Marina Dalglish urges women to attend breast screening appointments
1 year ago
Nearly two decades after being diagnosed with breast cancer following a routine mammogram, Marina Dalglish is urging women to attend their breast screening appointments when they are invited.
Marina returned to the site in Southport where she attended her first mammogram in March 2003, to officially open one of two new breast screening trailers.
The Liverpool, Sefton and Knowsley breast screening service (LSKBSS), provided by Liverpool University Hospitals NHS Foundation Trust (LUHFT), has replaced mobile trailers in Houghton Street, Southport, and at St Chad’s Centre, Kirkby, with new state-of-the-art facilities designed to help increase uptake of mammograms in the region.
Marina, who has raised millions of pounds over the years to support cancer patients in Merseyside through the Marina Dalglish Appeal, said that attending her breast screening appointment saved her life.
Marina said: “I remember receiving the letter in the post and joking with my friends saying ‘the cheek of it’ – I wasn’t long past turning 49! I went for my mammogram but then received another letter saying I needed further tests and a biopsy. I still thought no, it can’t be anything to worry about as I didn’t have a lump, but back then I didn’t know any of the other symptoms to look out for.”
Every three years, women between the ages of 50 and 71 are invited for a screening mammogram, which involves having an x-ray of the breast. It takes a few pictures of the breast, which is then reviewed for any signs or symptoms, or any small changes.
Early detection of breast cancer means patients are far more likely to survive and less likely to require invasive treatment.
For Marina, it was just a few weeks later she had a double mastectomy at Aintree University Hospital.
She said: “It’s so important to go for your routine screening. It only takes a few minutes and it could save your life – it saved mine. If you have any concerns about your breasts, go get them checked out. The sooner you are diagnosed, the sooner you can get treatment.”
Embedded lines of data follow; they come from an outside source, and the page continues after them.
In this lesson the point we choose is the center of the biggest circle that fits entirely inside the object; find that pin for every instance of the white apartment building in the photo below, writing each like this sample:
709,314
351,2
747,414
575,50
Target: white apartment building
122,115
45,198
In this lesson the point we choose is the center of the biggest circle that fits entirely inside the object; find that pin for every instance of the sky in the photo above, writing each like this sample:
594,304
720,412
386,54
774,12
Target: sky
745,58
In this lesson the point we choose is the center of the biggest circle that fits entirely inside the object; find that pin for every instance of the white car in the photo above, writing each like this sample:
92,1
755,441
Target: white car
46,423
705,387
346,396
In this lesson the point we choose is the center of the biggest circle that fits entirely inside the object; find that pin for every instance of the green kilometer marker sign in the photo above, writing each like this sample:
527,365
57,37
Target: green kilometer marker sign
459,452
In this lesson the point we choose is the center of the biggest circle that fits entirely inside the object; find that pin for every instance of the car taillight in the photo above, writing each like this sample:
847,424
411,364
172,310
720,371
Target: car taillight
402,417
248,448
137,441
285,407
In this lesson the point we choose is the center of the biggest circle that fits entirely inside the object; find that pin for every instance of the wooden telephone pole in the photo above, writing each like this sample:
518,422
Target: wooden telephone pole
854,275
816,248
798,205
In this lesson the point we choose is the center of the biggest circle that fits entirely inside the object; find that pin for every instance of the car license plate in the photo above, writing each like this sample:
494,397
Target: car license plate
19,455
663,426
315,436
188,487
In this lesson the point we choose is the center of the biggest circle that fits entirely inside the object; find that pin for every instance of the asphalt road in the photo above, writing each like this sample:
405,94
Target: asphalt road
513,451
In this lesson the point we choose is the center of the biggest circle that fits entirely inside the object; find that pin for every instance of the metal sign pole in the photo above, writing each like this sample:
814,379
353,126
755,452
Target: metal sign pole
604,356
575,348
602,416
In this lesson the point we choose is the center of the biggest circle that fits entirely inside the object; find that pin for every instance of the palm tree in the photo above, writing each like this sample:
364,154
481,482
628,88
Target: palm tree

The new trailers now feature wi-fi availability, which means there is the option for the instant transfer of images for radiographers to look at, if a prompt review is needed. It means that assistant practitioners can carry out mammograms without radiographers needing to be present – potentially increasing the number of patients that can be seen. Staff can also now check a patients’ earlier scan on the trailer, alerting them to any previous issues.
Together with colleagues, Ms Anu Shrotri, Director of Breast Screening and Consultant Breast Surgeon at Liverpool University Hospitals, and Wendy Thompson, Screening Programme Manager, have been leading on getting the new scanners in place and it is hoped that by making screening more convenient it will increase uptake, which in Liverpool is lower than the national average.
Ms Shrotri said: “We’re really thankful to Marina for spreading the important message of breast screening and officially opening our new screening trailers. The uptake in Liverpool is low for a combination of reasons; factors include economic deprivation, with some women having difficulty travelling to the screening sites, and language and cultural barriers in ethnic minority populations preventing women from understanding the importance of screening.
“To encourage more women to attend their screening appointments, together with the Liverpool Primary Care Network (PCN) we have been training community volunteers to take these messages into minority communities. We’re hoping to run more workshops so that women can take these vital messages into their local communities and raise awareness of the importance of breast screening.”